In this section, we wrote a program that is much more complex than that in order to get a bit more information about random number generators. Please play around with the resulting program by launching it with different command-line arguments and realize the following facts:
- The more samples we take, the more equal our partition counters appear.
- The inequality of the partition counters wildly differs between individual engines.
- For a large number of samples, it becomes apparent that the performance of the individual random engines differs.
- Run the program with a low amount of samples multiple times. The distribution patterns look the same all the time--the random engines produce the same random number sequences repeatedly, which means they are not random at all. Such engines are called deterministic because their random numbers can be predicted. The only exception is std::random_device.
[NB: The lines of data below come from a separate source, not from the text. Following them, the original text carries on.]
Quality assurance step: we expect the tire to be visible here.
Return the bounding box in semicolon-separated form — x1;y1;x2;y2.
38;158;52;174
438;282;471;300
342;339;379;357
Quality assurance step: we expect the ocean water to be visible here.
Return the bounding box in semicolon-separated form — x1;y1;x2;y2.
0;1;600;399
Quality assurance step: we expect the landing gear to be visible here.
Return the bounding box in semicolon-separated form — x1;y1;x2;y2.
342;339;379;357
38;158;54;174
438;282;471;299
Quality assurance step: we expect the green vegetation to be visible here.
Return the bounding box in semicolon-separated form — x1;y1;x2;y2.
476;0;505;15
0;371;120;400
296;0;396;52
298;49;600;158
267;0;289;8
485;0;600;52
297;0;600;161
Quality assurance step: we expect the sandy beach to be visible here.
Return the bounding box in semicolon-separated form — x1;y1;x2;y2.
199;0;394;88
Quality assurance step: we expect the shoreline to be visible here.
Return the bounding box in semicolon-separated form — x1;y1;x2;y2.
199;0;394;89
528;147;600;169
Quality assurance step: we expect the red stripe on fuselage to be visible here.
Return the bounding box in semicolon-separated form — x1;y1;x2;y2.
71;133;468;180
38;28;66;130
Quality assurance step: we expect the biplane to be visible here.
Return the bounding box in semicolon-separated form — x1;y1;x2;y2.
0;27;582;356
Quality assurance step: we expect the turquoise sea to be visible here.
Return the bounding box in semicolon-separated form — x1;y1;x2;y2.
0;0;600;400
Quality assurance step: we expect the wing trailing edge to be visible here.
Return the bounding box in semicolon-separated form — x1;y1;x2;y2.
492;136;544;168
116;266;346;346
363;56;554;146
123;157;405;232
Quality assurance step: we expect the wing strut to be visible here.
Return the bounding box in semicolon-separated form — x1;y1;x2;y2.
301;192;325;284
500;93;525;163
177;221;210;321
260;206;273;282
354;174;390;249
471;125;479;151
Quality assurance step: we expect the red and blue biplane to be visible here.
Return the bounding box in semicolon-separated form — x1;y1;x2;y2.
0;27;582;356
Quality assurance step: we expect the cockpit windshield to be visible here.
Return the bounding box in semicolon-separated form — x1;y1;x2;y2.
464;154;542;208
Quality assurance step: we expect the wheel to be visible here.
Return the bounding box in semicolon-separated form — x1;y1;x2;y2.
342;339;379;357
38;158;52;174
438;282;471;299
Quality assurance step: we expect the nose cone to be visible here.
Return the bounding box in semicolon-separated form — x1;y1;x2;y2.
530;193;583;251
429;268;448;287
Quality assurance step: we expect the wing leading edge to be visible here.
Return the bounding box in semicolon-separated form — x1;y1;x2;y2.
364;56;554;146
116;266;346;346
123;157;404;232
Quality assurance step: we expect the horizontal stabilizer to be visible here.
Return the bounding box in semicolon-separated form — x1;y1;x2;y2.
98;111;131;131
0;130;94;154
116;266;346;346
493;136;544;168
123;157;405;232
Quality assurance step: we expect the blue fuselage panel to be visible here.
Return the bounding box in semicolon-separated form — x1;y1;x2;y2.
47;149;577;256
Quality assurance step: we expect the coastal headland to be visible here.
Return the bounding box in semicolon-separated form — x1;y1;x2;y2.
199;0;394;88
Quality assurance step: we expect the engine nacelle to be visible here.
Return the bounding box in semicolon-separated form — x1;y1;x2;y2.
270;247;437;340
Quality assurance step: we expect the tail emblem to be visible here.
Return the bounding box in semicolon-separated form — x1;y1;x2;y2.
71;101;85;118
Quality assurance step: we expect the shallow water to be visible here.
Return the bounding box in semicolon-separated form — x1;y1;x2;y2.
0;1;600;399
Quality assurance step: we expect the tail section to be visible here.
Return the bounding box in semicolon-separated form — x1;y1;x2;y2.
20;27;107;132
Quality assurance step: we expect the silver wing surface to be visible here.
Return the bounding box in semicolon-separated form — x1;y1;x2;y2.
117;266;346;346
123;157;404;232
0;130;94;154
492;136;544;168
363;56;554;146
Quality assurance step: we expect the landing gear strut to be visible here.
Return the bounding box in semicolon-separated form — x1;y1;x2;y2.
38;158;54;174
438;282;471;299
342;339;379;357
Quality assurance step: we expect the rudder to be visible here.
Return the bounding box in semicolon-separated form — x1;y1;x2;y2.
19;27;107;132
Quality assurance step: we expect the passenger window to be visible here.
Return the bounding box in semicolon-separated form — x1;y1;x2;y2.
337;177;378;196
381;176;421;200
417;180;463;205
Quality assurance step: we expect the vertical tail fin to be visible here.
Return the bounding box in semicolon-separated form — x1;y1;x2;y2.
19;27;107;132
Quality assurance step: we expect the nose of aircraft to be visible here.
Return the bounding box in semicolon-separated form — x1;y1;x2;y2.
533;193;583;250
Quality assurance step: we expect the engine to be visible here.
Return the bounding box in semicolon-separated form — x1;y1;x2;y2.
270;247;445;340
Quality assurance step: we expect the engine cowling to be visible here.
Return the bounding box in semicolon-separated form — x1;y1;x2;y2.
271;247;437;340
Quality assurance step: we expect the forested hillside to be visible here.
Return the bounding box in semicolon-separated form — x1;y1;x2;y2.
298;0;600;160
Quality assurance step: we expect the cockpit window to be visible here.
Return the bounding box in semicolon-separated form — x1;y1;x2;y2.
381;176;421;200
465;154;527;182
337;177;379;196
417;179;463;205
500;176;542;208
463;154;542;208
As we can see, there are a few characteristics to consider. For most standard applications, std::default_random_engine will be completely sufficient. Experts of cryptography or similarly security-sensitive topics will choose wisely between the engines they use, but for us average programmers, this is not too important when we write apps with some randomness.
We should carry home the following three facts from this recipe:
- Usually, std::default_random_engine is a good default choice for the average application.
- If we really need non-deterministic random numbers, std::random_device provides us such.
- We can feed the constructor of any random engine with a real random number from std::random_device (or maybe a timestamp from the system clock), in order to make it produce different random numbers each time. This is called seeding.